An artist has said she wanted to take on the “Essex girl” stereotype by exploring what it is like to be a “woman of colour” in the county.
Elsa James, 51, has a residency at the Firstsite gallery in Colchester.
She described her current project – Black Girl Essex – “as an exploration of being black in Essex”.
Ms James said she hoped to speak with people about their experiences of living in Essex before producing an artwork based on those conversations.
“It’s an exploration of being black in Essex,” said Ms James, a former fashion model who also once worked in an amusement arcade.
“I’ve been here for two decades and I’ve been thinking about how I feel about living here but I’m really interested in talking to other people of colour in the community and finding out what their experiences are and then feeding that into some work.”

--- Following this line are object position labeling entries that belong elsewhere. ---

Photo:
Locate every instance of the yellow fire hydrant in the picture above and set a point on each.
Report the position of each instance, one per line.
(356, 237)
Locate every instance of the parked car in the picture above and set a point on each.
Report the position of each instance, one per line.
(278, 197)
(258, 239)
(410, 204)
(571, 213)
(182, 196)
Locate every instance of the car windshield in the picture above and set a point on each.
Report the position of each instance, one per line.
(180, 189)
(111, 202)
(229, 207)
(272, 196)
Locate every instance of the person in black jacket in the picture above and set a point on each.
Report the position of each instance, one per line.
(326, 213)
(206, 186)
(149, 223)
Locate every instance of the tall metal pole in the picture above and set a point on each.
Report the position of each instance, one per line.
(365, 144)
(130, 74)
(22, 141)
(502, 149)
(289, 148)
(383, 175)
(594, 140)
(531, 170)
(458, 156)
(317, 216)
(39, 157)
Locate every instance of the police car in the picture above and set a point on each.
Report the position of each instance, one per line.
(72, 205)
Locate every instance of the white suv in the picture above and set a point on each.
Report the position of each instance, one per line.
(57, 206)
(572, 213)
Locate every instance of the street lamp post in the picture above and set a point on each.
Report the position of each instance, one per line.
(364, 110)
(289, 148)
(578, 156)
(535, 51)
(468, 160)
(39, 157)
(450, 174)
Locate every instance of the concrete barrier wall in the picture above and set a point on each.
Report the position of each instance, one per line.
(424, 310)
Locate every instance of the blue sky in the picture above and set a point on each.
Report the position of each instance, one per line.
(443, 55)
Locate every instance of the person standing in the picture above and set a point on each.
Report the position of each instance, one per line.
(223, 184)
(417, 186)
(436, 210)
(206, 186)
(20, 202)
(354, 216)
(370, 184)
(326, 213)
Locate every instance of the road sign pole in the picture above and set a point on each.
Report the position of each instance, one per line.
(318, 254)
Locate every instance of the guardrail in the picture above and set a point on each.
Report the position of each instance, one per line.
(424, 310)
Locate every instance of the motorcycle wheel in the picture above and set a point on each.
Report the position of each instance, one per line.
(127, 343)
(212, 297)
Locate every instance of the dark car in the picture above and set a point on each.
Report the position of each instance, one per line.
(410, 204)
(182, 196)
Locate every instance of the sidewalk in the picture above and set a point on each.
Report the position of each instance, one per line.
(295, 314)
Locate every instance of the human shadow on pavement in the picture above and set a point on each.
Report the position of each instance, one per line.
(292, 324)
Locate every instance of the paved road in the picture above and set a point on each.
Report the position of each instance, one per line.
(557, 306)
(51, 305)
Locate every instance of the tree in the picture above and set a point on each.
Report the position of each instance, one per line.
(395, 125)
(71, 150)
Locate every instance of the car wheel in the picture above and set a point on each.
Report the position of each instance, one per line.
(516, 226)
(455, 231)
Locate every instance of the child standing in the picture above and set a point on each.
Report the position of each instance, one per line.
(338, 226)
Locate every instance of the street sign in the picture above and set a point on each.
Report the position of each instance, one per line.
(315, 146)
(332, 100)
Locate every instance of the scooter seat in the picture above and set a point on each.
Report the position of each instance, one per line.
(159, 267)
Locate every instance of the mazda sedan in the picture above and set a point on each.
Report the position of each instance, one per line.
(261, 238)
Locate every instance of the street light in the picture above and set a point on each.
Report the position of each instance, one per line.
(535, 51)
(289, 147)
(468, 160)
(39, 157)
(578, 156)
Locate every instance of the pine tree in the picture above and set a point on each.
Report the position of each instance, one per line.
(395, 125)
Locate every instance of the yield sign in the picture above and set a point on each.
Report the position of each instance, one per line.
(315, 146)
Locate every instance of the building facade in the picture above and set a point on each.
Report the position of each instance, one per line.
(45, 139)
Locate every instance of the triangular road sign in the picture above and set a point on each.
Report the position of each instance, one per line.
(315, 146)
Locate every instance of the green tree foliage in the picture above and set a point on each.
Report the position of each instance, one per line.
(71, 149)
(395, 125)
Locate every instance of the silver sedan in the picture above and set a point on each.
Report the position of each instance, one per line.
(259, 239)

The ‘Essex Girl’ stereotype
- The origins of this label possibly lie with the concept of Essex man that emerged in the early 1990s
- Journalist Simon Heffer used the term to denote a new type of Conservative voter who was “young, industrious, mildly brutish and culturally barren”. Such men were typically self-made and had benefitted from the policies of Margaret Thatcher, he said
- An article in The Independent from November 1991 told of the recent “craze” for Essex girl jokes
- The newspaper said the jokes had been imported from the United States, where they had originated as “blonde” jokes before being adapted for a British audience
Southend-based Ms James said one of the driving forces of Black Girl Essex was her own feelings about being black and living in Essex.
“I came to a point where I realised I was actually a bit ashamed of saying, especially to folks in London, that I lived in Essex,” she said.
“And coupled with Essex as a county that is looked down upon and the Essex girl stereotype which we all know about.
“It was a stigma for me and I wanted to explore that and to find out what other black folks felt like living here. Through this residency I would like to have those conversations.”
Her workspace is an area of the gallery called the Living Room, which has been furnished with photographs, sculptures and artefacts from the homes of people of African-Caribbean heritage.
“The objects in the cabinet are all pieces and photographs that really conjure up or have the essence of all things that are Caribbean,” Ms James said.
“My parents are from the Windrush generation and there are many items in these cabinets that are very typical of all of my uncles and aunts’ houses.
“They are just treasured items that kind of standardise a community and the way a community would collect things. These objects all seem to be very similar.”
The residency, funded by the Arts Council, will run until September and the conversations collected during her project will be used for an exhibition called Super Black in October.